The day was much brighter with some blue sky showing through the previous grey clag. A short stretch of old railway bridge over the River Fiddich and an old inn on its banks.
We were now walking on a minor road into the Ben Aigan forest. We slowly were gaining height in a beautiful woodland setting.
The gradient was so gentle that we reached the highest point on the Way before we even realised, having expected a tough ascent. There were views down the Spey northwards to road and rail bridges at Boat of Brig, we would arrive here an hour later. The Moray Firth was also visible and can just be made out at the top of the photo if you click to enlarge. Lots of walkers were met coming the other way, the characteristic midway rush hour.

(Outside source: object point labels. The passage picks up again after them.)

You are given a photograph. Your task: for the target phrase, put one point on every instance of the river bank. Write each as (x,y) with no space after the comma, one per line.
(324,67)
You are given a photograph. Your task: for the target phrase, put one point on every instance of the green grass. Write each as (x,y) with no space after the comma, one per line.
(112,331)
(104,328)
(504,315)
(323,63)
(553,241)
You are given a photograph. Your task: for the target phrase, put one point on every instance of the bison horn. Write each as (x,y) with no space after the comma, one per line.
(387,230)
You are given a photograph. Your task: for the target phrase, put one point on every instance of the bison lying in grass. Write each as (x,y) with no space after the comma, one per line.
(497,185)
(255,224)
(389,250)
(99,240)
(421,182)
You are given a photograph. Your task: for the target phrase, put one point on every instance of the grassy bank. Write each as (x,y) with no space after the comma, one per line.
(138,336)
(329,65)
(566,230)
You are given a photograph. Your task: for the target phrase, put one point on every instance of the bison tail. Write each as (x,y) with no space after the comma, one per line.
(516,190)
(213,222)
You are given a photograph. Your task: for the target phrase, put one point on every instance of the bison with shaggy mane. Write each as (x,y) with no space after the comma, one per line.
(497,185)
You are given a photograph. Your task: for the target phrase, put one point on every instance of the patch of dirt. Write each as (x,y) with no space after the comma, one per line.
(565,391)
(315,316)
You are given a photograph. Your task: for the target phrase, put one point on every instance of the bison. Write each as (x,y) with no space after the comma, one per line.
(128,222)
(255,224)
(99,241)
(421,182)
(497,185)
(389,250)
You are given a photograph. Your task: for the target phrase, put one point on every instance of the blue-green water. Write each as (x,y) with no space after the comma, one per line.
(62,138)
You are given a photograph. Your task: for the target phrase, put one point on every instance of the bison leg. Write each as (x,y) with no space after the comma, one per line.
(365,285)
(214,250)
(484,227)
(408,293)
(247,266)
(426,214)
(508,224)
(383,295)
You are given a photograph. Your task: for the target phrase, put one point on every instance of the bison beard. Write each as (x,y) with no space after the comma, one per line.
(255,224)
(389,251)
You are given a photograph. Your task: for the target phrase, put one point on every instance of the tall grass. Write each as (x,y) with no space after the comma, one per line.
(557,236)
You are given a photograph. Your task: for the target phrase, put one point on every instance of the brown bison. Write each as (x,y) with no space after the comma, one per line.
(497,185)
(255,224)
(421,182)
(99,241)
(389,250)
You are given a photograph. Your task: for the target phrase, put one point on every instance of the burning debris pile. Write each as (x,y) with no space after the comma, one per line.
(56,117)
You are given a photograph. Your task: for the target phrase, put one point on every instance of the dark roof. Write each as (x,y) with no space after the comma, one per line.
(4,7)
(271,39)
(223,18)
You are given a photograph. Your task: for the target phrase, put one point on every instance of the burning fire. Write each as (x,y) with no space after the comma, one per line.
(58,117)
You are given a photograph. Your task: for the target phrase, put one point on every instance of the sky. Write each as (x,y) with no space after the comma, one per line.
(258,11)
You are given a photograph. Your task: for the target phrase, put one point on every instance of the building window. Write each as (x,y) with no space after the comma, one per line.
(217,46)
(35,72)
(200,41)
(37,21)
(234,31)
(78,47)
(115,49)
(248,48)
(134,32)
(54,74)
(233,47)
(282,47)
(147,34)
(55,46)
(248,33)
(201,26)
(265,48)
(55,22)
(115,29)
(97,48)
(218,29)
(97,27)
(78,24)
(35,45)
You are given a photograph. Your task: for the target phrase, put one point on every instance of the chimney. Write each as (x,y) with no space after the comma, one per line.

The route was very undulating from here on and we didn’t see a soul on this section of minor road. At one high point there were rather restricted views back south to the snowy Grampians from where we had come.
The gorse was in full bloom on this stretch.
We diverted to a high view point over the River Spey. There were men stood in the river up to their thighs with a stick and line. Apparently they pay up to a thousand pounds a day for this! And I thought long distance walkers were verging on madness.
A no nonsense B&B and a no nonsense fish and chip shop were our delight followed by a couple of pints in a no nonsense inn.
Fochabers is the home of the Baxters food company, of the Royal Game Soup fame. As I was walking with a Baxter I had hoped to get a photo of him outside the factory. Unfortunately it was well off route!